Anheuser-Busch’s emergency relief program for beer distributors has been extended by the brewer to keep Bud Light on store shelves after its disastrous “woke” advertising. with trans-TikTok star Dylan Mulvaney earlier this year. The measure certainly looks like a “bribe”.
The New York Post revealed while quoting a report from Knowledge of the beer seller that Anheuser-Busch has offered up to $150 million in relief to distributors since Mulvaney’s Bud Light TikTok video on April 1 sparked nationwide boycotts.
Some of the financial relief dealers have received are reimbursements for transportation and fuel surcharges, as well as an extra week to pay bills at the brewery.
“I imagine for those who have cash flow issues, this would help a little bit,” one dealer told The Post.

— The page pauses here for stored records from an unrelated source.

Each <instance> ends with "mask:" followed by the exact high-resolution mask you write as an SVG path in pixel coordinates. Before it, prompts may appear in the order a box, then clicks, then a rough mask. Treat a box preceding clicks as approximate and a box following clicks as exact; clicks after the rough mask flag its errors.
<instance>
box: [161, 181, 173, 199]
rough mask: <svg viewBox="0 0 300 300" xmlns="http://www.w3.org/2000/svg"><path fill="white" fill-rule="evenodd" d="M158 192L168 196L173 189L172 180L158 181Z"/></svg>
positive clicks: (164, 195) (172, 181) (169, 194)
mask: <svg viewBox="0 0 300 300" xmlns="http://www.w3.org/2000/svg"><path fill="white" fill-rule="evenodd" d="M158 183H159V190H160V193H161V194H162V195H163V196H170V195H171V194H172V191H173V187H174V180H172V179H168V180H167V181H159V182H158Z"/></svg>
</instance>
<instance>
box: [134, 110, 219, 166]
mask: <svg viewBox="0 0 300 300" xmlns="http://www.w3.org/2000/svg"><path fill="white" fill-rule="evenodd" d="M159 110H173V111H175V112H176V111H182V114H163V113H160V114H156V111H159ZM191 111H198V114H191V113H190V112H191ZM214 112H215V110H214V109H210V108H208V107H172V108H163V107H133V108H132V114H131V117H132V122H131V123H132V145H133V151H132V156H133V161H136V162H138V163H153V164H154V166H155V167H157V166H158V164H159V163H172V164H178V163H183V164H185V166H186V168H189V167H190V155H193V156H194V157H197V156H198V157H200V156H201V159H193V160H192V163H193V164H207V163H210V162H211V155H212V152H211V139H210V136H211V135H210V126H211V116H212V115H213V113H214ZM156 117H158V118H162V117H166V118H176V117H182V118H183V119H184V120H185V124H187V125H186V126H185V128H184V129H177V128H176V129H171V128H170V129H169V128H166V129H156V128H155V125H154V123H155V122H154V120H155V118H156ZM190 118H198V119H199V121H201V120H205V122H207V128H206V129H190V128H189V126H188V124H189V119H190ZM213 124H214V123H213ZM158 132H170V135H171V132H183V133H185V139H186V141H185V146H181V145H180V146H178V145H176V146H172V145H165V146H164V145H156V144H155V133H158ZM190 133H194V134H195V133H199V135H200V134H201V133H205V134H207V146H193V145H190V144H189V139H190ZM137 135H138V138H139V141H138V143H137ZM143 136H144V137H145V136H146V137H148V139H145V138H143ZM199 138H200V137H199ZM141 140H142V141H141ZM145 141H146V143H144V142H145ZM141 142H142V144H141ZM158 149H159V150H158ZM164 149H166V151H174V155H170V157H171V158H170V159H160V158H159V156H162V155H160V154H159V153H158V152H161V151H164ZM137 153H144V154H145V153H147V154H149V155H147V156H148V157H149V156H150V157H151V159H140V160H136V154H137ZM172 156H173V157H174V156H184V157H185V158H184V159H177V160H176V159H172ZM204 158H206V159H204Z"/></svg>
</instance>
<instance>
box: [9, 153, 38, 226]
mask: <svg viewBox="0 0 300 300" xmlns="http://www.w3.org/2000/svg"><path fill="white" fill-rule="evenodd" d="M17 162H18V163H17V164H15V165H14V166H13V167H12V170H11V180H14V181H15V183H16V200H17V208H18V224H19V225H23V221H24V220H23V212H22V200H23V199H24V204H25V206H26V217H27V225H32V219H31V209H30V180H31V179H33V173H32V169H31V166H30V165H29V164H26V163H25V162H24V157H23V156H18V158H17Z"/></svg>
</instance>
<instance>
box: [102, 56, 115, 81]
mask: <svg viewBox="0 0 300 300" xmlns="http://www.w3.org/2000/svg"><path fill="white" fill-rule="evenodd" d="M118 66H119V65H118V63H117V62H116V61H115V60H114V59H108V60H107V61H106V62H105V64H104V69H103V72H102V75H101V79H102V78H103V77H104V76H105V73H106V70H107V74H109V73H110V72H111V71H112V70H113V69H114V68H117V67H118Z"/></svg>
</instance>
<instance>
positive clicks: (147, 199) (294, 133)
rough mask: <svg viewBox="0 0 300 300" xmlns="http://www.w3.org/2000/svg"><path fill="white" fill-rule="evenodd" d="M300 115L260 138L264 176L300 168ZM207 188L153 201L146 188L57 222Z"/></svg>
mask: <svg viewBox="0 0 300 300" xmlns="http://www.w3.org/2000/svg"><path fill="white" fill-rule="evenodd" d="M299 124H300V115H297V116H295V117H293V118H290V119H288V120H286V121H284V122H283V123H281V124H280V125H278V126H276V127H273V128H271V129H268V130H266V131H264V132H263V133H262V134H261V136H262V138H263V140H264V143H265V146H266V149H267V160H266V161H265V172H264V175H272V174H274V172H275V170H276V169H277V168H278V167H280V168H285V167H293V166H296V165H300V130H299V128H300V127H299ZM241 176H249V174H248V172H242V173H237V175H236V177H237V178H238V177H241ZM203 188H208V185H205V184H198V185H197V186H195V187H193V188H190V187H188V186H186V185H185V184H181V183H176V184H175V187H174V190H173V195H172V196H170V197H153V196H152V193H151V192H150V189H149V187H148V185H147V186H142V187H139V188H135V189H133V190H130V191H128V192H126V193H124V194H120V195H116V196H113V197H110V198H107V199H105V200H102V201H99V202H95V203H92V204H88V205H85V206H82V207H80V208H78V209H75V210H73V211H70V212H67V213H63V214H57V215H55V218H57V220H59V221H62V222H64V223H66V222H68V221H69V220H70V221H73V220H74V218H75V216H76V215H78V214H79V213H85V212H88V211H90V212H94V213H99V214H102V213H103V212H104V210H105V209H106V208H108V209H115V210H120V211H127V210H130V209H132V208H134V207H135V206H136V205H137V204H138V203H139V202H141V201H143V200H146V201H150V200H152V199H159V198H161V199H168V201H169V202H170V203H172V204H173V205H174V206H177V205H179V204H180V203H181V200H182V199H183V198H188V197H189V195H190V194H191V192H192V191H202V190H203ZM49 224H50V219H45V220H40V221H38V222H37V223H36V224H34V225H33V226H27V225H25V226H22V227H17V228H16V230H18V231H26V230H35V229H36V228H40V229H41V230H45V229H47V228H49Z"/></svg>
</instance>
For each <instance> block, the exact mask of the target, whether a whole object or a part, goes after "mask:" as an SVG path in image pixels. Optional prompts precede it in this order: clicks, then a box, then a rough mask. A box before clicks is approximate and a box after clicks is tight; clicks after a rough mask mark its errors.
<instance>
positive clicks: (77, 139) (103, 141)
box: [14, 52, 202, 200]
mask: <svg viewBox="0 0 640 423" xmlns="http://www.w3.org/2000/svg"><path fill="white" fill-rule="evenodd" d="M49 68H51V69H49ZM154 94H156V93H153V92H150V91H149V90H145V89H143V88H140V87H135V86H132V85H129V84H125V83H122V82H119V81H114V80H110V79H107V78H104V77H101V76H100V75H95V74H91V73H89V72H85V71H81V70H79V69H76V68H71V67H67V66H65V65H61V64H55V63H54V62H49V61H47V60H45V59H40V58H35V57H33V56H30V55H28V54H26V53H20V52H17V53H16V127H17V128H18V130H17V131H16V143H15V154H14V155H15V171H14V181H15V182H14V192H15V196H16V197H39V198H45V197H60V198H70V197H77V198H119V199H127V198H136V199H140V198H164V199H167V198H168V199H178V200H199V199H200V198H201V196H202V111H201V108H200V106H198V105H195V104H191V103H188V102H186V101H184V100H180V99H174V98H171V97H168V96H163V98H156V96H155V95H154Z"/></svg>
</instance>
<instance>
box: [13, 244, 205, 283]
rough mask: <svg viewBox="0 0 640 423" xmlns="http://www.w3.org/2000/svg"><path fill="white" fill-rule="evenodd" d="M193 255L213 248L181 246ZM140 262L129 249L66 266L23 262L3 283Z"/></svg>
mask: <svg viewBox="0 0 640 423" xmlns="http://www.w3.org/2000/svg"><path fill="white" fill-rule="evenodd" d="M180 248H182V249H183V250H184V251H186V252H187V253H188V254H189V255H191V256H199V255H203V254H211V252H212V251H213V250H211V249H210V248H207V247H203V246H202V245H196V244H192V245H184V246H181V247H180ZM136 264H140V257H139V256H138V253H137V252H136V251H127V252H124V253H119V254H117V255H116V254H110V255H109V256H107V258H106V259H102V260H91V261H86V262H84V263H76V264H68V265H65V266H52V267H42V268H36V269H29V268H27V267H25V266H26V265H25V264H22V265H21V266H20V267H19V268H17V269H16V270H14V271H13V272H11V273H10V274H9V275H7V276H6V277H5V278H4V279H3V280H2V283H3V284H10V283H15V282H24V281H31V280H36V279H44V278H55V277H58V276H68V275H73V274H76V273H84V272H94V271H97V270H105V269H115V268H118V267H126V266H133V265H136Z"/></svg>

The report mentioned that the package of financial aid to distributors that began in June will be extended until next spring. This includes sales incentive payments.
NYPost explained that the “market share recovery incentives” come as beer and liquor stores prepare to “refresh shelf space in the spring as they look at the last 12 months of sales and determine which products are hot and deserve more space, and which ones will get more space.” waste space”.
Last month, former AB executive Anson Frericks warned that shelf space is “the biggest determinant of sales in a store,” and said there will be a “dramatic change” for Bud Light after the national boycott.
Dave Williams, vice president of analytics and insights at Bump Williams Consulting, said retailers look closely at sales numbers to determine which brands have the best shelf space.
“There’s explosive growth on one side and a sharp decline on the other,” Williams said, adding, “It has this ripple effect where if Bud Light loses shelf space, that could make it a long-term effort to recover. where they were if they’re ever able to do it in the first place.”
Several months ago, Deutsche Bank analyst Mitch Collett said Bud Light does it is expected to lose about 25% of its business.
The latest data from Citi Bank shows AB’s bleeding has continued in the past four weeks (professional subscribers can find the report at the usual place):
ABInBev’s beer volumes fell 15.5% over the past 4 weeks, notably worse than the market at -4.3%, as Bud Light’s social media campaign slump persists. Beer price/mix grew 3.0% and total dollar sales fell 13.0%, slowing from -10.9% last month. ABInBev’s total value share fell 489 bps and beer’s value share declined 534 bps. We estimate that Bud Light accounts for slightly more than 30% of group revenue in the US (about 8% of the group). Bud Light volumes fell 30.2% and Budweiser volumes fell 25.6%, compared to -29.9% and -25.3%, respectively, in the prior 4-week period.
They will never forget:
“ABInBev’s beer volumes fell 15.5% over the past 4 weeks, notably worse than the market at -4.3%, as Bud Light’s social media campaign slump persists. The beer price/mix grew 3.0% and total dollar sales fell 13.0% vs -10.9% last month” – Citi
— zerohedge (@zerohedge) October 20, 2023
Meanwhile, Mexican lager Special Model dethroned Bud Light as the best-selling beer in America, while some beer drinkers have focused on brewers operating in the shadow economy, such as “Ultra Right American Beer 100% Unawakened by Conservative Dad.”